Tuesday, May 17, 2005

Don't Panic

I wanted to write a blog called, "The Birth of Comedy" in an attempt to fill in for the section on Comedy that is missing from Aristotle's Poetics. The problem is, I haven't the foggiest idea about the subject. Neitzsche wrote somewhere that we are entering the Age of Comedy, as opposed to the Age of Tragedy that we have allegedly been passing through for the last two thousand years or more.

Today I saw the HitchHiker's Guide to the Galaxy movie, and it made me laugh out loud. I snuck some wine mixed with water into the theatre, and a little baggie of trail mix. It was an early afternoon showing in a downtown theatre that doesn't even get much traffic during the busy hours, so I and two other strangers had the theatre to ourselves.

What pulls the story along through all it's absurdities is that it's about love. Not love in some vague or general sense like love for humanity, or even love for your neighbour, but romantic love for a particular individual human being. The story has a simplified Jane Austen kind of scenario, with two people working through all the evasions, self-delusions and recognitions that go along with the mysterious process that keeps the world spinning. The basic framework of the plot is decorated with all the weird and wonderful wit and whimsey of the late Douglas Adam's unique imagination, and as I was watching I had the eerie feeling that Douglas was somehow present in the theatre, grinning in approval as his Vogons stomped across the big screen reciting their excruciatingly abysmal poetry.
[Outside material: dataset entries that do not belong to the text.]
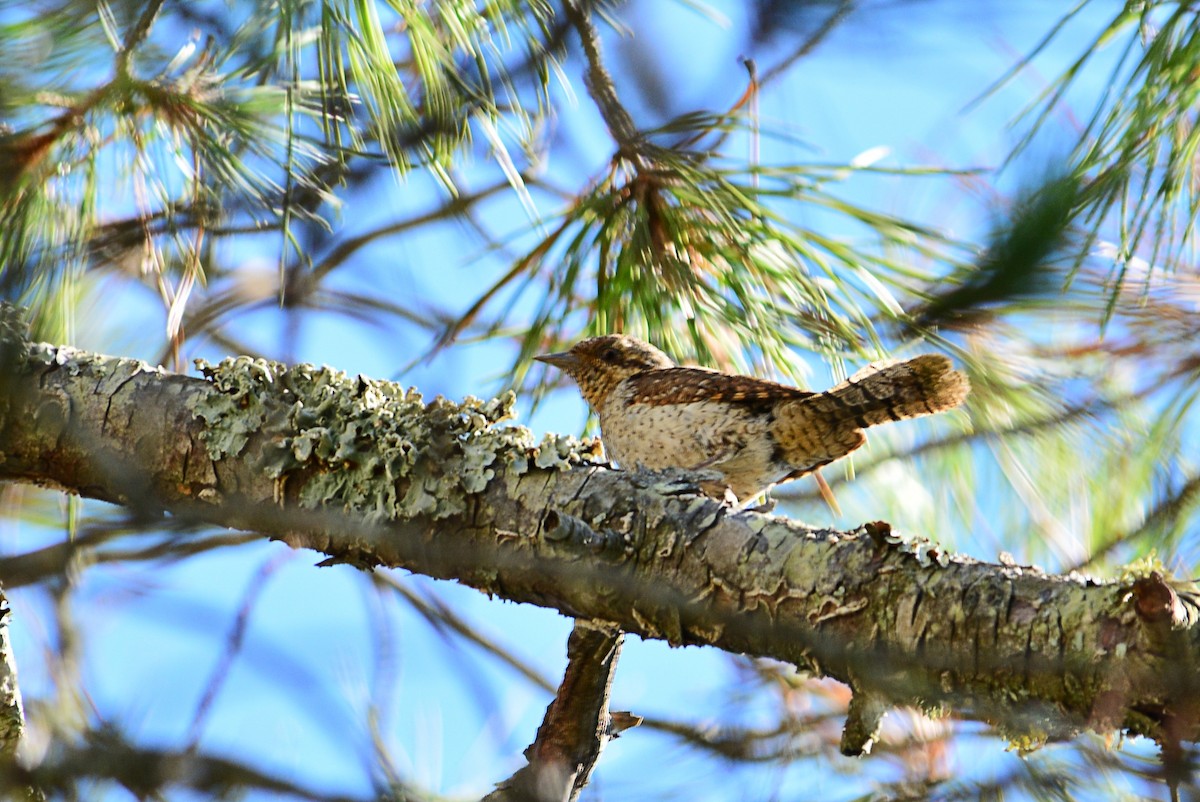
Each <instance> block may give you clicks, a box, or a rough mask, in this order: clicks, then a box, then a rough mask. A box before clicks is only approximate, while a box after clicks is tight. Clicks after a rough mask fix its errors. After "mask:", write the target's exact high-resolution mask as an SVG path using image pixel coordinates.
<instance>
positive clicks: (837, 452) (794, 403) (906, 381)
mask: <svg viewBox="0 0 1200 802" xmlns="http://www.w3.org/2000/svg"><path fill="white" fill-rule="evenodd" d="M970 391H971V383H970V382H968V381H967V377H966V376H965V375H964V373H961V372H959V371H956V370H954V367H953V365H952V364H950V360H949V359H947V358H946V357H942V355H941V354H922V355H920V357H914V358H912V359H908V360H905V361H888V363H876V364H874V365H869V366H868V367H864V369H863V370H860V371H858V372H857V373H854V375H853V376H851V377H850V378H847V379H846V381H845V382H842V383H841V384H838V385H836V387H833V388H830V389H828V390H826V391H824V393H817V394H816V395H811V396H809V397H806V399H802V400H798V401H796V402H793V403H790V405H787V406H786V407H785V408H784V409H782V411H780V413H781V414H780V415H779V419H778V423H776V425H775V430H774V433H775V439H776V442H778V443H779V445H780V447H781V449H782V451H784V457H785V459H786V460H787V461H788V462H790V463H791V465H793V466H797V469H796V471H794V472H793V473H792V474H791V477H792V478H794V477H799V475H804V474H805V473H810V472H812V471H815V469H816V468H818V467H821V466H822V465H826V463H827V462H832V461H834V460H836V459H840V457H842V456H846V455H847V454H850V453H851V451H853V450H854V449H857V448H858V447H860V445H862V444H863V443H865V442H866V436H865V435H864V433H863V430H864V429H866V427H868V426H875V425H876V424H883V423H888V421H890V420H904V419H906V418H917V417H920V415H929V414H934V413H936V412H944V411H947V409H953V408H954V407H956V406H959V405H960V403H962V401H964V400H966V397H967V394H968V393H970Z"/></svg>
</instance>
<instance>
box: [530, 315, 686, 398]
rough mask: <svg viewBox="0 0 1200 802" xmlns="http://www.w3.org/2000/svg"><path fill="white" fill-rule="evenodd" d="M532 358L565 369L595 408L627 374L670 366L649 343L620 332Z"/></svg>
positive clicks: (605, 397) (663, 357) (577, 342)
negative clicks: (618, 333) (533, 358)
mask: <svg viewBox="0 0 1200 802" xmlns="http://www.w3.org/2000/svg"><path fill="white" fill-rule="evenodd" d="M534 359H536V360H539V361H544V363H546V364H548V365H553V366H554V367H558V369H560V370H564V371H566V373H568V375H569V376H570V377H571V378H574V379H575V382H576V383H577V384H578V385H580V390H581V391H582V393H583V397H584V399H586V400H587V402H588V403H589V405H592V408H593V409H596V411H599V409H600V406H601V405H602V403H604V401H605V399H607V397H608V394H610V393H611V391H612V389H613V388H614V387H617V385H618V384H619V383H620V382H623V381H625V379H626V378H629V377H630V376H636V375H637V373H642V372H644V371H648V370H661V369H664V367H674V363H673V361H671V358H670V357H667V355H666V354H665V353H662V352H661V351H659V349H658V348H655V347H654V346H652V345H650V343H648V342H642V341H641V340H637V339H635V337H628V336H625V335H623V334H607V335H605V336H602V337H589V339H588V340H581V341H580V342H577V343H575V346H574V347H572V348H571V349H570V351H563V352H559V353H554V354H542V355H541V357H534Z"/></svg>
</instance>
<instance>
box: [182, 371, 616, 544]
mask: <svg viewBox="0 0 1200 802" xmlns="http://www.w3.org/2000/svg"><path fill="white" fill-rule="evenodd" d="M196 365H197V367H198V369H199V371H200V373H202V375H203V376H204V377H205V378H206V379H208V381H209V382H210V383H211V384H212V388H214V390H215V391H214V393H205V394H194V395H191V396H190V397H188V400H187V405H188V408H190V409H191V411H192V412H193V413H194V414H196V417H198V418H200V419H202V420H203V421H204V423H205V427H204V430H203V431H202V432H200V439H202V442H203V443H204V445H205V448H206V449H208V454H209V457H210V459H212V460H215V461H216V460H223V459H240V457H241V456H242V453H244V450H245V449H246V447H247V444H248V443H250V441H251V438H253V437H260V438H262V439H260V442H262V447H260V455H259V457H258V459H259V460H260V466H259V467H262V469H263V471H265V472H266V474H268V475H269V477H271V478H272V479H274V480H275V481H276V483H277V486H278V490H280V493H278V495H280V496H281V497H282V489H283V485H284V484H286V483H287V481H288V480H289V478H293V477H295V478H300V477H302V483H304V484H302V486H301V487H300V490H299V496H298V498H299V503H300V505H301V507H305V508H310V509H317V508H326V509H328V508H330V507H331V505H332V507H335V508H336V507H340V508H341V509H343V510H344V511H347V513H354V514H356V515H361V516H364V517H365V520H366V521H367V522H388V521H395V520H402V519H413V517H416V516H421V515H428V516H431V517H433V519H434V520H439V519H445V517H450V516H452V515H458V514H461V513H463V511H464V509H466V496H469V495H474V493H479V492H482V490H484V489H485V487H486V486H487V483H490V481H491V480H492V479H494V478H496V477H497V474H498V473H503V474H504V475H506V477H511V478H516V477H520V475H522V474H524V473H526V472H527V471H528V469H529V467H530V465H533V466H536V467H539V468H565V467H570V466H574V465H578V463H581V462H586V461H590V460H595V459H599V456H600V445H599V441H596V439H582V441H581V439H578V438H575V437H569V436H562V435H551V433H547V435H546V436H545V437H544V438H542V441H541V442H540V443H539V442H538V441H536V438H535V437H534V433H533V432H532V431H529V429H527V427H526V426H516V425H509V426H500V425H499V424H503V423H505V421H509V420H512V419H514V418H516V413H515V411H514V406H515V402H516V396H515V395H514V394H512V393H511V391H508V393H504V394H502V395H499V396H497V397H494V399H491V400H487V401H482V400H480V399H476V397H474V396H467V397H466V399H463V400H462V401H461V402H455V401H450V400H446V399H444V397H442V396H438V397H436V399H433V400H432V401H430V402H428V403H426V402H425V400H424V397H422V396H421V394H420V393H418V391H416V389H415V388H407V389H406V388H404V387H403V385H401V384H397V383H395V382H388V381H383V379H373V378H367V377H365V376H361V375H360V376H353V377H352V376H349V375H347V373H346V372H343V371H340V370H335V369H332V367H328V366H319V367H318V366H313V365H304V364H301V365H294V366H288V365H284V364H283V363H277V361H270V360H265V359H252V358H250V357H235V358H228V359H223V360H222V361H220V363H218V364H216V365H214V364H210V363H208V361H204V360H199V359H198V360H196Z"/></svg>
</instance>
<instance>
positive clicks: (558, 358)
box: [534, 351, 580, 372]
mask: <svg viewBox="0 0 1200 802" xmlns="http://www.w3.org/2000/svg"><path fill="white" fill-rule="evenodd" d="M534 359H536V360H538V361H540V363H546V364H547V365H553V366H554V367H557V369H559V370H565V371H568V372H570V371H571V369H572V367H575V366H577V365H578V364H580V359H578V357H576V355H575V354H572V353H571V352H570V351H559V352H558V353H553V354H541V355H539V357H534Z"/></svg>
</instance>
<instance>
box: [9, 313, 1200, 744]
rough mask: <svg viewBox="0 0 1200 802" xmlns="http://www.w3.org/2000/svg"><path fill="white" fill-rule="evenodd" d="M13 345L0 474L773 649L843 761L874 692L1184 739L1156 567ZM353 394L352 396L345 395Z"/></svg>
mask: <svg viewBox="0 0 1200 802" xmlns="http://www.w3.org/2000/svg"><path fill="white" fill-rule="evenodd" d="M6 336H7V342H8V343H10V345H8V347H7V348H6V349H5V352H6V360H5V364H6V369H5V371H4V388H2V394H0V453H2V460H0V479H7V480H13V481H29V483H36V484H42V485H50V486H56V487H60V489H64V490H65V491H67V492H73V493H78V495H82V496H88V497H92V498H101V499H106V501H109V502H113V503H118V504H124V505H126V507H128V508H130V509H131V510H132V511H133V513H134V514H136V515H139V516H146V517H150V516H160V515H162V514H163V513H169V514H172V515H174V516H176V517H178V519H180V520H185V521H186V520H197V521H204V522H209V523H216V525H221V526H228V527H235V528H241V529H250V531H257V532H262V533H263V534H264V535H266V537H270V538H275V539H280V540H283V541H286V543H288V544H290V545H292V546H295V547H307V549H314V550H317V551H320V552H324V553H325V555H328V561H326V562H350V563H353V564H355V565H359V567H376V565H384V567H402V568H406V569H408V570H413V571H419V573H422V574H427V575H430V576H436V577H440V579H452V580H456V581H458V582H462V583H466V585H469V586H472V587H476V588H479V589H480V591H484V592H486V593H490V594H494V595H500V597H503V598H506V599H511V600H514V601H528V603H532V604H538V605H541V606H546V608H552V609H556V610H559V611H562V612H563V614H565V615H569V616H574V617H578V618H590V620H596V621H599V622H604V623H607V624H611V626H614V627H618V628H619V629H622V630H625V632H630V633H635V634H638V635H641V636H642V638H655V639H662V640H666V641H668V642H670V644H672V645H685V644H695V645H709V646H715V647H718V648H722V650H726V651H731V652H742V653H748V654H755V656H763V657H773V658H778V659H781V660H786V662H791V663H794V664H796V665H798V666H800V668H802V669H805V670H809V671H812V672H815V674H820V675H827V676H832V677H836V678H839V680H841V681H845V682H847V683H850V684H851V686H852V688H853V689H854V692H856V694H857V695H858V696H859V700H858V701H857V702H856V705H854V706H853V708H854V710H857V711H859V713H862V716H858V717H854V718H852V720H851V722H850V725H848V726H847V736H846V738H845V740H844V744H842V746H844V749H846V750H847V752H851V753H857V752H862V750H863V749H865V747H866V746H868V744H869V742H870V738H871V735H872V732H874V728H875V725H876V724H877V720H878V716H880V713H881V712H882V711H883V710H886V707H887V706H890V705H917V706H920V707H922V708H924V710H926V711H937V710H944V711H949V712H953V713H954V714H956V716H961V717H970V718H978V719H984V720H989V722H992V723H994V724H996V725H998V726H1000V729H1001V730H1002V731H1003V732H1006V734H1007V735H1008V736H1009V737H1010V738H1013V740H1014V741H1015V742H1018V743H1019V744H1020V746H1036V743H1038V742H1040V741H1042V740H1045V738H1050V737H1064V736H1069V735H1072V734H1074V732H1078V731H1080V730H1081V729H1086V728H1090V729H1093V730H1097V731H1111V730H1115V729H1126V730H1129V731H1132V732H1136V734H1144V735H1148V736H1152V737H1157V738H1159V740H1168V741H1170V740H1174V738H1177V737H1186V738H1189V740H1190V738H1194V736H1195V734H1196V713H1195V705H1194V704H1192V702H1190V700H1192V699H1194V698H1198V694H1196V690H1198V688H1196V684H1198V683H1200V680H1198V672H1196V665H1198V660H1196V658H1198V656H1200V628H1198V627H1196V621H1198V617H1200V616H1198V611H1196V610H1198V609H1196V605H1195V603H1194V600H1193V598H1192V597H1190V595H1189V594H1187V593H1182V592H1178V591H1177V589H1176V588H1175V587H1174V586H1172V585H1171V583H1170V582H1168V581H1165V580H1164V579H1163V577H1160V576H1159V577H1157V579H1154V577H1153V576H1151V577H1140V579H1139V580H1136V581H1133V580H1130V581H1129V582H1127V583H1118V582H1102V581H1096V580H1092V579H1087V577H1084V576H1080V575H1078V574H1072V575H1068V576H1051V575H1045V574H1043V573H1042V571H1038V570H1036V569H1031V568H1021V567H1015V565H1000V564H989V563H983V562H978V561H974V559H971V558H968V557H964V556H959V555H949V553H947V552H944V551H943V550H941V549H938V547H937V546H936V545H935V544H932V543H930V541H928V540H924V539H914V540H913V539H904V538H899V537H895V535H894V534H892V533H890V532H889V531H888V527H887V526H886V525H880V523H870V525H864V526H863V527H859V528H858V529H854V531H850V532H834V531H827V529H815V528H811V527H808V526H804V525H802V523H799V522H796V521H791V520H787V519H784V517H778V516H770V515H762V514H757V513H752V511H733V510H731V509H730V508H727V507H724V505H722V504H720V503H718V502H715V501H712V499H709V498H706V497H703V496H700V495H698V493H697V492H696V489H695V486H694V485H691V484H690V483H689V480H688V479H686V478H685V477H682V475H677V474H638V473H625V472H619V471H612V469H608V468H606V467H604V466H600V465H592V463H588V462H587V461H586V459H582V457H586V456H587V454H588V453H589V451H588V445H587V444H586V443H583V444H581V443H578V442H576V441H569V439H566V438H559V439H554V438H547V441H544V442H542V443H541V445H535V444H534V441H533V438H532V436H530V435H529V433H528V432H527V431H524V430H522V429H520V427H500V426H497V425H496V420H497V419H500V418H503V414H504V413H505V409H499V412H497V409H498V407H494V405H497V403H500V402H487V403H484V402H476V401H468V402H464V403H463V405H451V403H449V402H444V401H434V402H433V403H431V405H422V403H419V402H414V400H413V395H412V394H408V395H406V394H404V393H403V391H400V390H398V389H396V388H394V387H392V385H386V383H378V382H368V381H366V379H362V378H358V379H350V378H347V377H338V376H340V375H329V373H325V375H320V376H318V379H319V381H316V382H313V381H310V379H312V377H313V375H314V373H319V371H317V370H316V369H312V367H306V366H300V367H296V369H286V367H284V366H282V365H272V364H263V363H252V361H250V360H245V363H244V364H241V365H240V366H239V364H229V365H224V366H222V367H220V369H209V372H210V376H211V381H206V379H203V378H191V377H186V376H180V375H173V373H167V372H164V371H161V370H158V369H151V367H149V366H146V365H144V364H142V363H137V361H133V360H124V359H112V358H103V357H98V355H95V354H86V353H83V352H77V351H73V349H68V348H55V347H52V346H44V345H31V343H28V342H24V341H18V340H19V337H17V336H16V335H13V334H12V327H8V334H7V335H6ZM239 371H241V373H240V372H239ZM244 373H245V376H246V377H248V378H246V383H245V384H239V382H240V379H239V378H238V377H239V376H242V375H244ZM306 377H307V378H306ZM310 385H314V387H318V389H319V393H313V391H310V390H311V388H310ZM239 388H240V389H239ZM247 388H248V389H247ZM330 388H334V389H330ZM389 388H390V389H389ZM322 393H324V394H325V395H322ZM335 396H336V400H334V397H335ZM376 396H378V397H376ZM232 399H233V400H234V401H233V402H230V400H232ZM355 399H358V400H359V401H362V400H364V399H366V400H367V401H370V403H366V401H362V403H360V405H359V406H344V405H350V402H352V401H354V402H355V403H358V401H355ZM418 401H419V400H418ZM414 403H415V406H414ZM323 405H324V406H323ZM330 405H332V406H330ZM338 405H343V406H338ZM362 405H365V406H362ZM372 405H373V406H372ZM406 405H407V406H406ZM500 406H503V403H500ZM218 407H220V408H222V409H224V412H222V413H221V414H208V415H206V417H205V414H204V412H203V411H211V409H215V408H218ZM323 409H324V411H325V412H323ZM329 409H334V412H329ZM347 409H349V411H350V412H346V411H347ZM198 411H199V412H198ZM244 411H248V412H247V413H246V414H247V415H248V417H245V418H239V415H241V414H242V412H244ZM326 413H328V414H326ZM335 413H336V414H335ZM493 413H494V414H493ZM323 414H324V418H322V417H320V415H323ZM222 415H224V417H222ZM347 418H353V420H354V423H353V425H352V426H348V427H344V429H341V430H336V431H335V429H336V426H338V425H340V424H338V423H337V421H338V420H344V419H347ZM318 419H319V420H318ZM313 420H317V421H318V423H317V424H314V423H312V421H313ZM318 424H319V426H320V427H322V429H320V431H319V432H316V433H314V430H313V426H317V425H318ZM306 426H307V429H306ZM463 426H466V429H463ZM418 429H420V430H421V432H422V435H421V437H419V438H418V437H414V438H413V439H412V441H410V442H409V441H404V432H406V431H409V430H413V431H415V430H418ZM230 432H234V433H235V436H230ZM397 432H398V433H397ZM397 438H400V439H397ZM214 443H218V445H216V447H215V445H214ZM352 447H353V448H352ZM384 448H386V449H390V451H389V453H390V454H391V455H392V456H391V457H389V460H391V461H380V460H379V459H378V453H379V451H380V450H383V449H384ZM347 449H348V450H347ZM401 455H402V459H401ZM364 466H374V468H373V469H367V471H365V469H364ZM446 466H458V467H456V468H455V471H449V469H446ZM539 466H544V467H539ZM458 473H462V474H464V475H469V481H468V480H460V478H458V477H457V474H458ZM376 474H378V475H376ZM314 489H319V490H320V492H314ZM430 489H433V491H436V492H432V491H430ZM431 498H432V501H431ZM5 570H6V562H5V561H0V577H4V576H5ZM852 712H853V711H852ZM1166 728H1169V732H1168V730H1166Z"/></svg>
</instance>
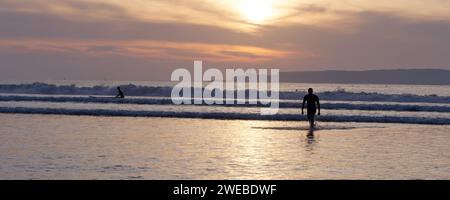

I was deeply touched by the movie, but it didn't spawn any profound reflections in my mind about the nature of comedy. I believe that there is really only One Story, and the comic and the tragic are just two different approaches to telling it. I also think that the mysteries of these two modes has something to do with attachment. The deepest spiritual minds seem to agree: attachment is the root of suffering--and yet who is not attached? And when it comes to the deepest and most mysterious of all attachments, that of love, how could we ever not be attached? It is the thinnest and most invisible of threads, and yet it binds us tighter than any law, religion, duty or desire--it's the trump card of attachments.

In the HitchHiker's Guide, the hero Arthur Dent shakes his attachment to everything in the world; he has no choice because the movie opens with the Earth's destruction. Somehow, despite the global apocalypse, the life paths of Arthur and Trillian, his adventurous companion, manage to intertwine. It could still be a comedy without the Hollywood love plot, but it would be of a different order. You would have to ask a literary critic for all of the different grades of irony to which the modern age has given birth, but the movie would probably fall into one of them had it been more true to the novels, where I believe it is only in the fourth book, So Long and Thanks for All the Fish, that the love plot properly comes to fruition.

At any rate, I believe that love is both the subject matter of, and the force fueling the One Great Story. It's both what we humans make stories about, and the reason we make them in the first place. Of course, that's a ridiculous thing I just said, because people make stories about all different kinds of things besides love, but I'll stand by my theory anyways, for simplicities' sake. And I suppose that comedy and tragedy are just two different sides of the story of love. Separating them, somehow, is attachment. Perhaps a change in the quality of one's attachment is what brings about the movement from tragedy to comedy. Maybe tragedy is the representation in art of our attachment to attachment, while comedy is the state in which attachment becomes free to be whatever it is that it will be. I'm not sure that that makes any sense, but it will have to do for now, because it's getting late.